Sains

Peneliti BRIN: Mengapa Kebakaran Jakarta Tak Meluas Seperti di LA?

Kebakaran hutan yang terjadi di Los Angeles, California, menculik perhatian dunia dengan kerusakan yang sangat luas. Data terbaru menunjukkan lebih dari 35 ribu hektar lahan hangus dan lebih dari 10 ribu bangunan hancur akibat api. Jumlah korban tewas dari peristiwa dahsyat ini mencapai 24 orang. Di tengah keprihatinan tersebut, muncul pertanyaan di kalangan pengguna media sosial mengenai mengapa kebakaran yang terjadi di Jakarta cenderung tidak meluas, meskipun karakteristik geografis dan arsitektur kota Jakarta lebih padat.

Peneliti dari Badan Riset dan Inovasi Nasional (BRIN), Profesor Dr. Erma Yulihastin, memberikan penjelasan mengenai fenomena ini. Menurutnya, salah satu faktor utama yang mempengaruhi adalah keberadaan angin Santa Ana di California, yang dikenal dapat memicu kebakaran besar. Angin ini adalah angin kering dan panas yang mampu mencapai kecepatan lebih dari 50 km/jam, yang berfungsi sebagai pengglobal kebakaran.

"Dalam situasi seperti ini, di LA, angin Santa Ana yang membawa suhu super panas dan kering sangat berperan dalam memperluas area kebakaran," ungkap Prof. Erma. Ia melanjutkan, "Di Indonesia, tidak ada fenomena angin semacam itu, sehingga kebakaran cenderung lebih mudah dijaga agar tetap lokal."

Untuk memberikan pemahaman yang lebih jelas, berikut adalah beberapa faktor pendorong kebakaran di LA dibandingkan dengan Jakarta:

  1. Angin Santa Ana: Angin ini dapat meningkatkan suhu dan keringnya udara, menciptakan situasi yang sangat kondusif untuk penyebaran kebakaran. Keberadaan angin ini tidak ditemukan di Jakarta.

  2. Kondisi Kering dan Musiman: Musim kebakaran di California Selatan biasanya berlangsung dari Mei hingga Oktober, sementara Jakarta memiliki curah hujan yang lebih konsisten sepanjang tahun.

  3. Kepadatan Material Bangunan: Banyak rumah di LA dibuat dari kayu, yang memungkinkan api menyebar dengan cepat, terutama ketika terpapar tiupan angin kencang. Di Jakarta, meskipun terdapat banyak bangunan padat, banyak di antaranya terbuat dari material lain yang tidak semudah itu terbakar.

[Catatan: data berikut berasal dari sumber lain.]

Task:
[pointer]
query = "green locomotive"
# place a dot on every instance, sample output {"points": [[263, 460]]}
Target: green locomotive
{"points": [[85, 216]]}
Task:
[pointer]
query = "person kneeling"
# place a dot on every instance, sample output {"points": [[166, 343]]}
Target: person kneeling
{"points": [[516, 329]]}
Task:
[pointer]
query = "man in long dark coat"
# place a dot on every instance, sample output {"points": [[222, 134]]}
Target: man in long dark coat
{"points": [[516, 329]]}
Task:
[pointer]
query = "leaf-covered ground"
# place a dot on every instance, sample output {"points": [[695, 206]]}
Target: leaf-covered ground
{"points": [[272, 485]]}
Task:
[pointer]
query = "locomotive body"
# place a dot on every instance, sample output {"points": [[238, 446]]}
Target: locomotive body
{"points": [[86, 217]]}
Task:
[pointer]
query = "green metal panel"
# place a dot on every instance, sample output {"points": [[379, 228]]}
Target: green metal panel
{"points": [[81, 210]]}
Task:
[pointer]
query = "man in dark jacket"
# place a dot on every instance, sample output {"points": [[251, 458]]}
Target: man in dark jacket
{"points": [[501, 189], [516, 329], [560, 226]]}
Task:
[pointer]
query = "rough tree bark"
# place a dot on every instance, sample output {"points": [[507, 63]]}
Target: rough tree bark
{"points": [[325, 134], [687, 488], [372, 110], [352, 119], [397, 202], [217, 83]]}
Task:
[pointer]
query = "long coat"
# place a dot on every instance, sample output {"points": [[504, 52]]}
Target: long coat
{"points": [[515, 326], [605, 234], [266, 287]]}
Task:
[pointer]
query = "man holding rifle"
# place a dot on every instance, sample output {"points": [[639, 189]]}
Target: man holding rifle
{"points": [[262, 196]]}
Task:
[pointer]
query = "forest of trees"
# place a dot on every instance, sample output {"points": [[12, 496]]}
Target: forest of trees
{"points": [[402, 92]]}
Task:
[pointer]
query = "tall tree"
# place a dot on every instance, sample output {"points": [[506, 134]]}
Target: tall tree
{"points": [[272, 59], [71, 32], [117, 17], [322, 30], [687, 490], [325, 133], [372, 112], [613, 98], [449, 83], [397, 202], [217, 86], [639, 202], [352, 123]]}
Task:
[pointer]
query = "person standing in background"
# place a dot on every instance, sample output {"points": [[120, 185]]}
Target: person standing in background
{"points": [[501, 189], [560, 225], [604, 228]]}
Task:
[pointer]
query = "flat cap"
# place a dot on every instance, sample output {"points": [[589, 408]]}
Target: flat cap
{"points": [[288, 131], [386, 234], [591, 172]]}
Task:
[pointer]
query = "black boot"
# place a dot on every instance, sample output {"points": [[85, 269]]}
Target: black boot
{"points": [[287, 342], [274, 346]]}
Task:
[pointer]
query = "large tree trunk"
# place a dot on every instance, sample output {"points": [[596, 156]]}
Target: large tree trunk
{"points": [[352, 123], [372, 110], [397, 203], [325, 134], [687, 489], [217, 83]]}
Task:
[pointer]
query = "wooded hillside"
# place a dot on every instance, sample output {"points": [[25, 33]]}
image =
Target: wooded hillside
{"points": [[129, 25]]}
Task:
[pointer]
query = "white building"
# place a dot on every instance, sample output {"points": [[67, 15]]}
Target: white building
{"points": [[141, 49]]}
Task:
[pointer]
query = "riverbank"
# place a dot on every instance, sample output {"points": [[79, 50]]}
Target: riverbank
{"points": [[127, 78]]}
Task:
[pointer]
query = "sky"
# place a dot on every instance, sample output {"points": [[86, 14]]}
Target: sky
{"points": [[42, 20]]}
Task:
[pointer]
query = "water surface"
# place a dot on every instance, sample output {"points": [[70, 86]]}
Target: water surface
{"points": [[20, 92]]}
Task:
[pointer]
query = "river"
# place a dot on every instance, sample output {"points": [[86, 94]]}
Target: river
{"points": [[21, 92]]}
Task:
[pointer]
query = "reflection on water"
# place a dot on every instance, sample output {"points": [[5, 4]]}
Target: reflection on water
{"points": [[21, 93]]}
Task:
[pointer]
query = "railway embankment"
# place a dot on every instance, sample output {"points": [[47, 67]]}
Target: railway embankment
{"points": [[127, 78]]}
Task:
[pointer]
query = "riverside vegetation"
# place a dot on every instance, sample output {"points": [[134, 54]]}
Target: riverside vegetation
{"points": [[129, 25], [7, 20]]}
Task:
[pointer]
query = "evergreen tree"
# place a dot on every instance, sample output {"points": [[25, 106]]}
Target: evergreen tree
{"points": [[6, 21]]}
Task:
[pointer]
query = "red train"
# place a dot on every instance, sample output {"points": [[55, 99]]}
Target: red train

  4. Dampak Perubahan Iklim: Perubahan iklim yang menyebabkan suhu lebih tinggi dan kekeringan berkepanjangan di kawasan Amerika Serikat berkontribusi pada banyaknya kebakaran besar. Jakarta, dengan iklim tropisnya, tidak mengalami fenomena tersebut secara langsung.

Angin Santa Ana, terkadang disebut sebagai ‘angin setan’, merupakan angin katabatik yang berkontribusi pada pembentukan badai. Keputusan ini tidak hanya mempengaruhi suhu dan kelembapan, tetapi juga menciptakan kondisi yang memungkinkan api untuk dapat menyebar dengan cepat.

Di sisi lain, Jakarta yang memiliki sistem penyiraman yang aktif dan supplemen dari badan pemerintahan dalam memadamkan kebakaran juga sering kali mampu mengendalikan api sebelum mencapai area yang lebih luas. Meskipun kebakaran tetap menjadi ancaman, upaya pencegahan dan penanggulangan yang cepat menunjukkan efektivitas dalam menghindari kerusakan besar.

Kebakaran di Los Angeles merupakan pengingat akan pentingnya menangani permasalahan lingkungan dan perubahan iklim secara global. Memahami perbedaan dalam karakteristik iklim dan geografi antara kota dapat membantu dalam merencanakan strategi yang lebih baik dalam pencegahan kebakaran. Jakarta menunjukkan bahwa dengan pemahaman yang baik tentang ilmu meteorologi dan tindakan yang tepat, dampak kebakaran dapat diminimalisir secara efektif.

Nadia Permatasari

Nadia Permatasari adalah penulis di situs cungmedia.com. Cung Media adalah portal berita dan media online yang menyajikan informasi terkini, menarik, dan viral seputar peristiwa lokal hingga nasional dengan gaya yang informatif dan mudah diakses.